More sophisticated presentation is cause for celebration, not concern
Are our unions becoming a bit like football teams? We’ve come a long way from the lively, ornate, melodramatic fabric banners that used to typify any labour movement march of significance.
Now it is very much a ‘team colours’ approach: Gold-and blue for PCS, red-and-white for Unite, blue-and-white for one teaching union, white-and-blue for another. Turquoise-and-orange for a third. Purple-white-and-green (Unison), black-white-and-orange (GMB), Burgundy and gold (CWU), green-and-white (RMT).
It’s not a question of size either everyone is at it: NAPO (two shades of blue and a dash of green), Equity (purple-on-white) and BECTU (blue-and-gold) — soon to merge with Prospect (two shades of blue).
Allied to colours is often an image — or more usually a shape. The CWU’s double wave, or the TUC’s 3-by-3 shaded grid.
But whether letters or shapes or both, these are clearly very different from traditional union imagery. And so union demonstrations have arguably become homogenised and therefore somewhat sterilised, superficial, more concerned with image than substance. At least that’s what critics — conservatives with little and large Cs — might say.
I’m going to disagree here and strongly. Far from giving-in to commercialised and bland marketing values, we have just become a lot more aware of the concept and practice of branding.
Look at the benefits it can bring — from an organisational and media perspective, you can readily identify ‘your’ people. And they can identify each other too. You’re wearing the same colours as me — you’re one of us. It facilitates a sense of community for members.
It is also a short-cut to recognition for the outside world, literally in the case of QR codes. People who want to find us will know what to look for. But common branding is also a short cut to a set of values.
We want both our members and the rest of the world to know what we are about and that our work is important. That collectivism and community spirit is more important than undiluted and uncaring individualism. That workers are entitled to health, safety, fair pay and job security. That we get things done and give people a voice.

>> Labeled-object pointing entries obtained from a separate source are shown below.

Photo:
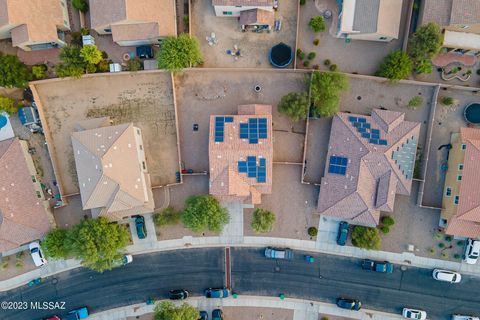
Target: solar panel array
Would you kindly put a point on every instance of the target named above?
(366, 131)
(254, 129)
(338, 165)
(252, 170)
(220, 127)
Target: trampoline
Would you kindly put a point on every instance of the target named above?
(280, 55)
(472, 113)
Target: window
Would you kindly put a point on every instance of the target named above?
(448, 192)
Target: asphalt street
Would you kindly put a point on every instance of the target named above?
(329, 277)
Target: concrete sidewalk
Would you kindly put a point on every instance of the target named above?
(303, 309)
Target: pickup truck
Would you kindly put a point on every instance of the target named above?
(377, 266)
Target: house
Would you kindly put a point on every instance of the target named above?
(461, 196)
(111, 169)
(251, 13)
(240, 154)
(34, 24)
(134, 22)
(460, 21)
(24, 212)
(374, 20)
(370, 159)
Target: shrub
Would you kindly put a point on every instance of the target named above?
(317, 24)
(167, 216)
(312, 232)
(388, 221)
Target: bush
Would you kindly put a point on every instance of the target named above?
(317, 24)
(167, 216)
(263, 221)
(312, 231)
(367, 238)
(39, 71)
(388, 221)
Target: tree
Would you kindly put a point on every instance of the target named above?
(294, 105)
(97, 243)
(325, 89)
(90, 54)
(179, 53)
(204, 212)
(13, 72)
(166, 310)
(395, 66)
(53, 244)
(263, 220)
(317, 24)
(367, 238)
(8, 105)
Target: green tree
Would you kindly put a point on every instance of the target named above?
(317, 24)
(294, 105)
(204, 212)
(8, 105)
(367, 238)
(90, 54)
(53, 244)
(97, 243)
(13, 72)
(179, 53)
(395, 66)
(263, 220)
(325, 89)
(166, 310)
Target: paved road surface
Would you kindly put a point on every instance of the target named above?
(326, 279)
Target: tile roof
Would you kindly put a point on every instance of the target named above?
(466, 221)
(23, 217)
(231, 153)
(109, 173)
(380, 151)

But we want people to ‘get’ this as easily as possible. We don’t have the time or resources to engage every individual in debate about what we do and how and why we do it. Branding for the trade union movement can provide that quick link and give us greater reach.
Of course it’s not a magic bullet, things rarely are. Branding is a double-edged sword, especially if one acquires unfortunate associations. And such an approach will only work if there is suite of supporting measures — an integrated media strategy with clear and common strap lines, hashtags and so on.
And a level of consciousness among activists that ensures they actively disseminate key messages by understanding that they have a union identity, and give life to it online.
For the labour movement to survive and indeed flourish we need to be smart and sassy. We need to be easily identifiable and easy to connect with. In a global, digital and robustly free-market economy, we need to use what generally works, tempered with an understanding of how to make it effective for our key issues.
Simon Sapper is a trade unionist and member of Unions21
One Response to “Why modern trade unions need modern branding”
patrick newman
If branding helps – fine but the real problem is the low level of union membership – circa 6 million out of a working population about 31M of which (the 6M) a high proportion is public sector. What is needed is resource going into extending union membership and increasing unionised sites and employers – not easy but there is no shortage of employment issues across the board. Unions private and public need to develop task forces to address this.